Arts and Entertainment

Iconic Penn State elms live on in new Health and Human Development Building

Furniture maker Tom Svec, left, of Lock Haven, Pennsylvania, with his son Yuri Svec stop to pose for a photo as they install the elm wood table inside the new Health and Human Development Building at University Park. Credit: Kevin Sliman / Penn StateCreative Commons

UNIVERSITY PARK, Pa. — It is more than a piece of wood. It is a time capsule. It is preserved evidence. It is an anecdote, a flashback and a reminder of another time.

There is much value found in a carefully handcrafted table located inside the atrium of the new Health and Human Development Building along College Avenue near Old Main lawn and Pugh Street.

For more than 100 years, University Park elm trees have served as iconic fixtures at the campus, etched into the memories of thousands of alumni.

Unfortunately, in recent years — despite extensive efforts by Penn State plant pathologists, entomologists and the Office of Physical Plant (OPP) tree crews — disease decimated dozens of the trees, forcing their removal.

The loss was difficult for the Penn State community, so much so that OPP worked with the Penn State Alumni Association to turn the elm wood into furniture for the community to purchase. A portion of the Elms Collection, which has generated more than $500,000, is used to plant new trees at University Park.

“The wood has intrinsic value and we wanted to use it in a meaningful way,” said Phillip Melnick, director of buildings and grounds for OPP. “The Elms Collection is important because it reutilizes the wood in a way that brings great value to campus and the people that purchase the Elms Collection products.”

A portion of the elms is also being purposefully woven into the fabric of the University, including one elm planted in 1898 on the east side of Old Main Lawn on the Pugh Street Mall. The tree was 103 feet high with a 75-foot spread.

Furniture maker Tom Svec of Lock Haven, who specializes in custom furniture design, spent months carefully shaping one of roughly a dozen slabs that came from the base of the tree into a 12-foot table for the new Health and Human Development Building.

“I think it is going to be a place that is going to be very productive intellectually and socially,” Svec said. “I was given a real marquis space to place this table.”
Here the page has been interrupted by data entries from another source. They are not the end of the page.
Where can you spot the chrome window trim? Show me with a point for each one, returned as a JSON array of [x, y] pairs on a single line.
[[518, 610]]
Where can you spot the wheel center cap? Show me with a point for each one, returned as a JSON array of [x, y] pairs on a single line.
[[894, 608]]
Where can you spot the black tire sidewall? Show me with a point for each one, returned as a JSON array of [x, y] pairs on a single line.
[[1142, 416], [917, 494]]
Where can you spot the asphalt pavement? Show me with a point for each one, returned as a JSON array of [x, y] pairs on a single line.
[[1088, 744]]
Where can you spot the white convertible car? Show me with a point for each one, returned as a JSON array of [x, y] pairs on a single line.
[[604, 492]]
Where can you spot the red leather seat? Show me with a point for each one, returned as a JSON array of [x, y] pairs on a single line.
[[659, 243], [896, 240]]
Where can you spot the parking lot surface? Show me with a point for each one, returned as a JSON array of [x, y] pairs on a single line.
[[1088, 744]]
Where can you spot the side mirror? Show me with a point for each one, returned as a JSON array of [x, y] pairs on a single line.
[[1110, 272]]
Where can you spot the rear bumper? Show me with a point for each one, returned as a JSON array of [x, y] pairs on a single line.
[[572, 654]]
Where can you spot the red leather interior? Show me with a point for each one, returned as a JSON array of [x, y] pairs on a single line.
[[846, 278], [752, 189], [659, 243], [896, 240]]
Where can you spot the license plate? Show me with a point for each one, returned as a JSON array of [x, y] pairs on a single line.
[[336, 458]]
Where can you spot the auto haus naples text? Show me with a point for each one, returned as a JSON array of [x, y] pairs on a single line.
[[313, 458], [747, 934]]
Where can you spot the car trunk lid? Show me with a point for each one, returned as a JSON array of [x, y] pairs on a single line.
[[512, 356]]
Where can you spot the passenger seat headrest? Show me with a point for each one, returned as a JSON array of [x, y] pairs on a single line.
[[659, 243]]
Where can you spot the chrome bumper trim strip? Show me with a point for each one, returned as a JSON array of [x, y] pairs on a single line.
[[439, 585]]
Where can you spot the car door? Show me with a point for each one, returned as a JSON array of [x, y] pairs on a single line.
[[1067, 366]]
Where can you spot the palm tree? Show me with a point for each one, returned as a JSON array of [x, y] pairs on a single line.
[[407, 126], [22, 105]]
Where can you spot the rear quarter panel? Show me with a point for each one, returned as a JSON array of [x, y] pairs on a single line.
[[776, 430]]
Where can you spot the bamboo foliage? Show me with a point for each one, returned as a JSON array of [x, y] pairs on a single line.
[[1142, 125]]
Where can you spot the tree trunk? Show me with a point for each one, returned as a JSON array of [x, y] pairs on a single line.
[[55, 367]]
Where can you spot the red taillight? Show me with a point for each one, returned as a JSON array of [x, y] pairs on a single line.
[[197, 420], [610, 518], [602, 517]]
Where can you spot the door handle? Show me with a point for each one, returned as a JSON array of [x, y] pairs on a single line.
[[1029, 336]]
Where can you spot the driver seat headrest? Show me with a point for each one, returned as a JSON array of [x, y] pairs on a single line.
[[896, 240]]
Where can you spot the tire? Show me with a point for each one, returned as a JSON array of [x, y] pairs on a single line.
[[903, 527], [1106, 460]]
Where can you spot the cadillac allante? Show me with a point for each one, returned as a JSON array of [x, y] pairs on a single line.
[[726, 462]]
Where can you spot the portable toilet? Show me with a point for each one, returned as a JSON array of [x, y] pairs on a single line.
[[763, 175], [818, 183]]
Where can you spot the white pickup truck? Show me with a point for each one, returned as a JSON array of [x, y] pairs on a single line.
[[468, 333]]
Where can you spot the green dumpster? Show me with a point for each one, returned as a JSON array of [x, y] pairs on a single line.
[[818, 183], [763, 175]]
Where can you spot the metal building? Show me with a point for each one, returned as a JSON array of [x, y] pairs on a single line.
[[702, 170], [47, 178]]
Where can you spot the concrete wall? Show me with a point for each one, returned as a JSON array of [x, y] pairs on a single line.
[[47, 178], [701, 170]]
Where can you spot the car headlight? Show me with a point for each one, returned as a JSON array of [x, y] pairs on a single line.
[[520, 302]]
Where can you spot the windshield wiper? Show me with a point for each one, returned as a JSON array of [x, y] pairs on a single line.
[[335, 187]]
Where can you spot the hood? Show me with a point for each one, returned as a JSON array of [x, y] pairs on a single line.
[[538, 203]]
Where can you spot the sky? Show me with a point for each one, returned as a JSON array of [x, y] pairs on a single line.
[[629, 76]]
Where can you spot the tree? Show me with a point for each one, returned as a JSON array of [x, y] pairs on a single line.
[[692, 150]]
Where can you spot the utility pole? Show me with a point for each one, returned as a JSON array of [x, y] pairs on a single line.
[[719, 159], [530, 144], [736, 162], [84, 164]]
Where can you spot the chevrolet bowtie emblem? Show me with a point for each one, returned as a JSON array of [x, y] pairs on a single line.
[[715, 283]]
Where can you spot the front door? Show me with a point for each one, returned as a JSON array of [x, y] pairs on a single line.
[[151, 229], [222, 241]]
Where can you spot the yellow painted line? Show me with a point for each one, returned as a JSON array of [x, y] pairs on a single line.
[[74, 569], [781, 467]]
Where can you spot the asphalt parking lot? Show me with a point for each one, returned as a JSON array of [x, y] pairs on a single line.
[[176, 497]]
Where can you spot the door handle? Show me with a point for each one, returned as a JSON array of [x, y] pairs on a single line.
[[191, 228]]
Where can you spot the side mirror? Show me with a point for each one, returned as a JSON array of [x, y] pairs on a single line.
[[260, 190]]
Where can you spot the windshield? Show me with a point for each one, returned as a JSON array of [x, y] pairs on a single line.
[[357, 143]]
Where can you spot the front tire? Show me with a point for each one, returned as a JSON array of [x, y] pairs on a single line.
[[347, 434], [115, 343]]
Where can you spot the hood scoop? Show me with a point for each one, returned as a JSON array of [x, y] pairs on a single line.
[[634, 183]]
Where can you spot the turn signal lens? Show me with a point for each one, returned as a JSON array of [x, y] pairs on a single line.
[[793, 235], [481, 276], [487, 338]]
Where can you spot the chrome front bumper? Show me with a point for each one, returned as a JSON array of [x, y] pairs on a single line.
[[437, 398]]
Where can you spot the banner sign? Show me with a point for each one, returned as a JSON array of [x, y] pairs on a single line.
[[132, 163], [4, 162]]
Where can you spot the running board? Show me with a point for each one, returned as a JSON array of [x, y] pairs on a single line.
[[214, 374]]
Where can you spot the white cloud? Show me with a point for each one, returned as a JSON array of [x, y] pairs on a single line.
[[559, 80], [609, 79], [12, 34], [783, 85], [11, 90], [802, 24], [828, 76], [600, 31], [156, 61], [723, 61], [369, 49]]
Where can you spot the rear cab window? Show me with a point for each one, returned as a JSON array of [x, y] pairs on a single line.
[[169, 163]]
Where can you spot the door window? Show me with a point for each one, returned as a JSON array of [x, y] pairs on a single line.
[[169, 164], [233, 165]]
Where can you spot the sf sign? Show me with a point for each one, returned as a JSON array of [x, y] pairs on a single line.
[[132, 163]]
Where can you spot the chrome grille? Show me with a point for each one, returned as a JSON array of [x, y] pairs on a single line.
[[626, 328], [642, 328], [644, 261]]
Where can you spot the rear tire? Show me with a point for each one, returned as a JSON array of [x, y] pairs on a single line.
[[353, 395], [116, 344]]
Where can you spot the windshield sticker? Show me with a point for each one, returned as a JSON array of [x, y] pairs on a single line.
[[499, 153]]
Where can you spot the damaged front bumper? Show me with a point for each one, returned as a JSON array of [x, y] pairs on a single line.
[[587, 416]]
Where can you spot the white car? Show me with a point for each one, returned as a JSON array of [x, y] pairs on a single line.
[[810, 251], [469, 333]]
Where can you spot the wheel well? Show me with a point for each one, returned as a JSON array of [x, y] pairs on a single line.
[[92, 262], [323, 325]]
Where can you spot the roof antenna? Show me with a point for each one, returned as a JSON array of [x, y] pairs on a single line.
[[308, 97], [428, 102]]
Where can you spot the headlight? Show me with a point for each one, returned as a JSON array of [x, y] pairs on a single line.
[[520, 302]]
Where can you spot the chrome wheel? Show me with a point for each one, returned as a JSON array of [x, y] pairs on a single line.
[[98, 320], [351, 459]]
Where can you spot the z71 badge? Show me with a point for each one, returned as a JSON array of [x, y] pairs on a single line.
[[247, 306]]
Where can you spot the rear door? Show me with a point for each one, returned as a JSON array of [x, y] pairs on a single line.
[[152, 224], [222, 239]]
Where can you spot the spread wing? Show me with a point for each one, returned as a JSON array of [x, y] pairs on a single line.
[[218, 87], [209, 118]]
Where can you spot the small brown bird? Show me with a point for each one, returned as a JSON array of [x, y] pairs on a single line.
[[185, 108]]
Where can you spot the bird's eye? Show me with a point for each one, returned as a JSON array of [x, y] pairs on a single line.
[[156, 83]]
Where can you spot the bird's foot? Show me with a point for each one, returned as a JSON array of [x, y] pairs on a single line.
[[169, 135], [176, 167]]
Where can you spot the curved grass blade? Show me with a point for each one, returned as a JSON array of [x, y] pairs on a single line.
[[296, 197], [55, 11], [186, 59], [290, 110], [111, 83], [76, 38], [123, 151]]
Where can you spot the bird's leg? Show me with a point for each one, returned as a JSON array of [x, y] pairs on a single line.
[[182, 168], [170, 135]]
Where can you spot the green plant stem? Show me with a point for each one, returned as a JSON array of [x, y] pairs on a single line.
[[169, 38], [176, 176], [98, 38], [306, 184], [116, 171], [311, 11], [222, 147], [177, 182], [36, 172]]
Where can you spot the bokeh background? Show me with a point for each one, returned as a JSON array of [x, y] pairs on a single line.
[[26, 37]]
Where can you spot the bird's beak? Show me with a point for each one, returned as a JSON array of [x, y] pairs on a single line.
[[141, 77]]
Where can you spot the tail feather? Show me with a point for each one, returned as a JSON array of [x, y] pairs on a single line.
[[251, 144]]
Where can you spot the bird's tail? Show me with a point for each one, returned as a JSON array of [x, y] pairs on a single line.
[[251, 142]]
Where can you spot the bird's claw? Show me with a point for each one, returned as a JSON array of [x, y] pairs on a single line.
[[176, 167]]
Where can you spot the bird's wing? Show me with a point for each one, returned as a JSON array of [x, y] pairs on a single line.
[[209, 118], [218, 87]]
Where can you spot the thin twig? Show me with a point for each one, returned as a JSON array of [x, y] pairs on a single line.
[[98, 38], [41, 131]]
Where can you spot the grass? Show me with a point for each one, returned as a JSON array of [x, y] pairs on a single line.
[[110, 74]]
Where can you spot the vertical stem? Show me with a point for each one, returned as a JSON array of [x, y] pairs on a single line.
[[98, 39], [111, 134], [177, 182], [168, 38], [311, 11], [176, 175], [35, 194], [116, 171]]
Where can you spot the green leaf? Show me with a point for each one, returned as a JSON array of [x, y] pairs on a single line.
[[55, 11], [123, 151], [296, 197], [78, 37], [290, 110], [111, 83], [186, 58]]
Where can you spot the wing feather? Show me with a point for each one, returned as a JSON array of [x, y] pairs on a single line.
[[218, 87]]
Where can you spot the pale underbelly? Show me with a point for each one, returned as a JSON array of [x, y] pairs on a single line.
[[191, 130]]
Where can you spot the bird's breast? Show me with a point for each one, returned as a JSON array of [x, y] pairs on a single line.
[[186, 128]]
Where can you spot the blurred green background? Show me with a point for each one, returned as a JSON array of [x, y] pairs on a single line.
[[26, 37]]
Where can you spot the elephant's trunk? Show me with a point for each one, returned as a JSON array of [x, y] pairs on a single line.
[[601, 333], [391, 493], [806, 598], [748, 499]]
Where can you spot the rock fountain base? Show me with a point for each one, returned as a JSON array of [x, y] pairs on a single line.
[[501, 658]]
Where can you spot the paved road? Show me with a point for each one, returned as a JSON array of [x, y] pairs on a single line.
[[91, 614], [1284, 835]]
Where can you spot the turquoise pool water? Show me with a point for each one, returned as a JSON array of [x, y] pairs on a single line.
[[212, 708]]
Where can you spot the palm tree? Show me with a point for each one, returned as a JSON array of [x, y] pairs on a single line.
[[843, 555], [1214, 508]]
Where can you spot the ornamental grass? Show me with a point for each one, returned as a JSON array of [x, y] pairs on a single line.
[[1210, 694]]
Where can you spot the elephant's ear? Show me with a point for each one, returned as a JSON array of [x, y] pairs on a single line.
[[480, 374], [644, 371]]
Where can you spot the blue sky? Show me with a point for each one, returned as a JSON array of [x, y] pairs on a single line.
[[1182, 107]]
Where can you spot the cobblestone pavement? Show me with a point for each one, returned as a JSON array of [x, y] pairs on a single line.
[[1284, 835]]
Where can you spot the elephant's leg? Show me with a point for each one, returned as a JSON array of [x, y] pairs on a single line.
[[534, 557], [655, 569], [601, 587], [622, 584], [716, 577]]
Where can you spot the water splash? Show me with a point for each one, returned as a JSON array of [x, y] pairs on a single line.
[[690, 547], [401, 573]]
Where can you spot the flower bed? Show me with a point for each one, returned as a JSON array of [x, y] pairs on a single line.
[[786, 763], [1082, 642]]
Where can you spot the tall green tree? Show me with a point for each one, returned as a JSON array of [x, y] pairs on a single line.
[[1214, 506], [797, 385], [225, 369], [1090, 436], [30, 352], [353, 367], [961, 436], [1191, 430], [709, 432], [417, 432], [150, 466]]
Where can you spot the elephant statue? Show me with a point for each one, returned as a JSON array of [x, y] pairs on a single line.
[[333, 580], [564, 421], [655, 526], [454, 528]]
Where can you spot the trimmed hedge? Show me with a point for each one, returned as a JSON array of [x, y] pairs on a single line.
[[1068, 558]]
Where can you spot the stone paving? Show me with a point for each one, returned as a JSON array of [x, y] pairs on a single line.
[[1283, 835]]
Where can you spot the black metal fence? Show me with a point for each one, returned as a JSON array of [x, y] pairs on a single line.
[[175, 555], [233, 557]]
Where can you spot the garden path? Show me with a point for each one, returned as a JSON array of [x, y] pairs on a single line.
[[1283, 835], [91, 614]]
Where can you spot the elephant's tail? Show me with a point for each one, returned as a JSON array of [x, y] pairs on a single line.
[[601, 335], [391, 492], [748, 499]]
But this table wrapped around a steel beam in an atrium space represents more than a beautiful piece of décor for an area where students and faculty members will undoubtedly congregate.

“This particular tree grew within 100 yards of where it is now situated. I do not think it gets much better than that from the furniture designer perspective,” Svec said. “Plus the piece offers a point of reference in time. By counting the tree rings you can find your birth year. It offers a way of interaction that might stimulate students to explore a little bit more.”

The table shows the vast life of this tree.

The bottom of the table features a borehole with a beech wood plug that experts believe dates to the 1950s as part of a program to inoculate the trees.

A brass pin embedded in the table's top corresponds to 1955, the centennial of the founding of Penn State.

A closer look at the tree’s rings shows the elm grew four inches in the 1950s, a time that included an economic boom under President Dwight D. Eisenhower. Conversely, the tree grew less than one inch during the 1960s, a time of turmoil, which included the assassination of President John F. Kennedy, racial tensions at home, and a war in Vietnam.

At both ends of the table there are remnants of chainsaw bypass cuts made by a Penn State arborist.

“These were left in evidence to remind people that generations of these staffers have worked for years to preserve the canopy that defines the central campus,” Svec said. “This is dangerous and difficult work made more so by the trajectory of this latest disease. Of special note are the efforts of Phillip Melnick, Jeff Dice, supervisor of grounds maintenance, and others, who saw fit to make sure that the lumber was preserved.”

Svec added, “My personal wish is to see to it that as many heritage trees as possible find their way indoors when their outdoor life is over. It may come to pass that huge trees of the sort that are abundant on the Penn State campus are a thing of memory.”

The table is located on the third floor not far from the office of Ann C. Crouter, Raymond E. and Eric Stuart Schultz Dean of the College of Health and Human Development.

“The wood for the table came from a tree that used to grow very near the HHD building — that tree was, in a very real sense, a neighbor. I hope these gifts from the elms and the University will be treasured by the college for years to come,” Crouter said.

Nearby, the Biobehavioral Health Building features elm paneling in an entrance area and conference room as well as benches. Burrowes Building, one of Penn State’s landmark buildings on the Pattee Mall, is undergoing renovations, which will include elm accent wall panels and a conference room table.

“We are honored to have been able to incorporate wood from the Penn State elms into the design of our two new buildings,” Crouter said. “In each case, elm wood is featured in the entry ways to the buildings — a fitting way to honor the neighboring trees that have graced our part of campus for so long.”